Following my report last Friday (24 October 2008) that Swaziland’s new resident United Nations Development Programme (UNDP) Coordinator Musinga Timothy Bandora. reckons that if wealth were evenly distributed in Swaziland each person would be an emalangeni millionaire (about 100,000 US dollars), the news agency IRIN has returned to the subject.
IRIN reports, ‘In per capita income terms, Swaziland ranks somewhere between Armenia and Paraguay, with export earnings based on agriculture and textiles; but, in terms of the share of the national wealth, the richest 10 percent of Swazis control over 50 percent of the country’s income, a level of inequality worse than in Brazil or South Africa, and beaten only by Namibia.’
It goes on, ‘UNDP figures show that about 70 percent of Swaziland's one million people live in chronic poverty. A record 60 percent of the population relied on food assistance from the World Food Programme and other aid groups in the past year due to drought, and the country has the world’s highest HIV prevalence rate.’
IRIN adds, ‘The royal conglomerate, Tibiho TakaNgwane (wealth of the nation), owns shares in most of the significant business enterprises in Swaziland, and the king controls all mineral rights in the country.’
There is serious concern among democrats in Swaziland that poor people in the kingdom are suffering because international donor agencies do not see Swaziland as ‘poor’ (in development circles Swaziland is considered to be a ‘middle income’ nation). As a consequence less aid is sent to the kingdom than to some other countries.
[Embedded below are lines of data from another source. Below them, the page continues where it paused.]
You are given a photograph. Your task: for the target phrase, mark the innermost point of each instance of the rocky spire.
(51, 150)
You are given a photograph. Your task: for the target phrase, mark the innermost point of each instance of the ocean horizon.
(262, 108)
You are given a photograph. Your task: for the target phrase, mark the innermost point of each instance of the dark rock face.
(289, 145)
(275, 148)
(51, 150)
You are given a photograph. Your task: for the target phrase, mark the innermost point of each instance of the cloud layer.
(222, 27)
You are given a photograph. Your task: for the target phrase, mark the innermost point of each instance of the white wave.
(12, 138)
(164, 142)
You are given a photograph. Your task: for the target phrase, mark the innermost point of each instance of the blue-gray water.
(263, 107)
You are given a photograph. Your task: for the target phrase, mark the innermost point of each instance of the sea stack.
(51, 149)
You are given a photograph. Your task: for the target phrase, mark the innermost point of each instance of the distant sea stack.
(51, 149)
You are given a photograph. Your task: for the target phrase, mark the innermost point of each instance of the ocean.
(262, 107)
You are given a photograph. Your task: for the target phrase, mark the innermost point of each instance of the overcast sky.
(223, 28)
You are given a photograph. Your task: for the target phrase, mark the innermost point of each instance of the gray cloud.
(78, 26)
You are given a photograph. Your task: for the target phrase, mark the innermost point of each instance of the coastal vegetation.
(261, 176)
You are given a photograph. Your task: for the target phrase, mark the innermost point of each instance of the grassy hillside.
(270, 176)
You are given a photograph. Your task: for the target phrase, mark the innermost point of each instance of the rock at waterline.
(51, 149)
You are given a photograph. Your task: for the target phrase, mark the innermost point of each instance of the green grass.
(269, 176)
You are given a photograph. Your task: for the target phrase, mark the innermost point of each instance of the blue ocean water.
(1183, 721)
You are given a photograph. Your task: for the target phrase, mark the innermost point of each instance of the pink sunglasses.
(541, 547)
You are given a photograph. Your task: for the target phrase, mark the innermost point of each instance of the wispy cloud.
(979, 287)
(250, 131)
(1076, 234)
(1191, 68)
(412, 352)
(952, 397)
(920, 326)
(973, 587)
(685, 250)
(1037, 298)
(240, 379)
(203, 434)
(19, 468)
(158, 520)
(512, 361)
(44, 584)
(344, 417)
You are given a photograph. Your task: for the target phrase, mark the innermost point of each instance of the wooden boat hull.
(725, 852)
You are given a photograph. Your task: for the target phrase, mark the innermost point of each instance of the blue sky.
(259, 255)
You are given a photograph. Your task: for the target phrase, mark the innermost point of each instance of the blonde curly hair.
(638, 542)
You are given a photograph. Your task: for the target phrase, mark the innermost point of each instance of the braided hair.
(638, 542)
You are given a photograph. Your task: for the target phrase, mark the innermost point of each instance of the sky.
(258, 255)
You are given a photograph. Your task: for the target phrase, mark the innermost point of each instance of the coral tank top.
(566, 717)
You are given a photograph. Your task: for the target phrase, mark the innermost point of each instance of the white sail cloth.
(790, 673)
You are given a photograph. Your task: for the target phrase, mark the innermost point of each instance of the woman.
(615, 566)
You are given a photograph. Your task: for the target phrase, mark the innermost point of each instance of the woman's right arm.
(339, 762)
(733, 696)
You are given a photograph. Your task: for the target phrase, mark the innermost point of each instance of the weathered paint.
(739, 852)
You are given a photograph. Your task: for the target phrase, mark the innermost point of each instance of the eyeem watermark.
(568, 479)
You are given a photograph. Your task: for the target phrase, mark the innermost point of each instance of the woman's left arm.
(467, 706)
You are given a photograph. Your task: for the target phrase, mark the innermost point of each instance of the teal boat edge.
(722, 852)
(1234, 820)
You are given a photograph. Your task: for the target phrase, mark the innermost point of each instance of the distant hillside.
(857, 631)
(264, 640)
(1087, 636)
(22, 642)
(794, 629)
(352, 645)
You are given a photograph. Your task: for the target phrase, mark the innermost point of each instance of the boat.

The real problem is that a minority of people (mostly the Royal Family and its allies) are taking more than their share of resources, leaving ordinary people with the crumbs. The international community recognises this and doesn’t see why it should give aid when it knows that crooks are robbing the people blind.
The solution to this doesn’t rest with the donors, it rests with the people of Swaziland who need to make sure that they get their fair share and that means some people who have the most now must have less in the future.